All the while, government officials continue to use the promise of “No more homework” to get themselves elected into power. And we just go deeper and deeper into debt.
Canada, which was often used as a model for Obama’s reform, is beginning to feel the heat of the upcoming budget problems that are going to be faced as their state funded programs begin to cost more and more:
Healthcare in Canada is delivered through a publicly funded system, which covers all “medically necessary” hospital and physician care and curbs the role of private medicine. It ate up about 40 percent of provincial budgets, or some C$183 billion ($174 billion) last year.
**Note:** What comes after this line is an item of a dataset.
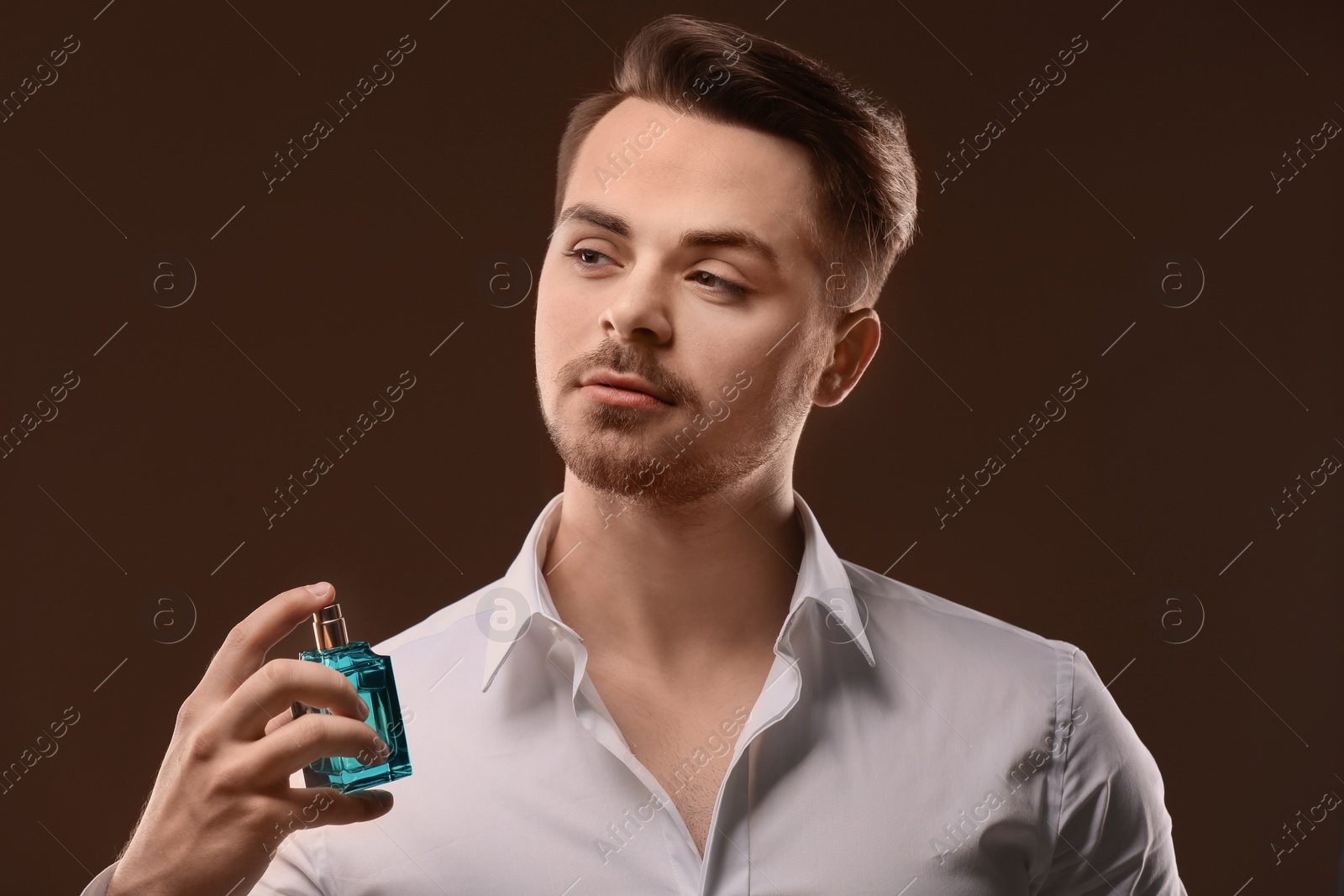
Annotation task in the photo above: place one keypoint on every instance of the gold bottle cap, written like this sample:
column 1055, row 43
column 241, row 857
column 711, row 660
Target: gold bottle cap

Spending has been rising 6 percent a year under a deal that added C$41.3 billion of federal funding over 10 years.
But that deal ends in 2013, and the federal government is unlikely to be as generous in future, especially for one-off projects.
Canada just isn’t going to be able to keep up with the cost. And how high do they think it’s gonna get?
Ontario says healthcare could eat up 70 percent of its budget in 12 years, if all these costs are left unchecked.
Of course Canada doesn’t seem willing to do what they have to do to get this problem under control. They wanna tweak the distribution method:
Brian Golden, a professor at University of Toronto’s Rotman School of Business, said provinces are weighing new sources of funding, including “means-testing” and moving toward evidence-based and pay-for-performance models.
And then focus on specific costs:
“Why are we paying more or the same for cataract surgery when it costs substantially less today than it did 10 years ago? There’s going to be a finer look at what we’re paying for and, more importantly, what we’re getting for it,” he said.
Neither of which addresses the larger issue: That government can’t organize an industry. It just can not.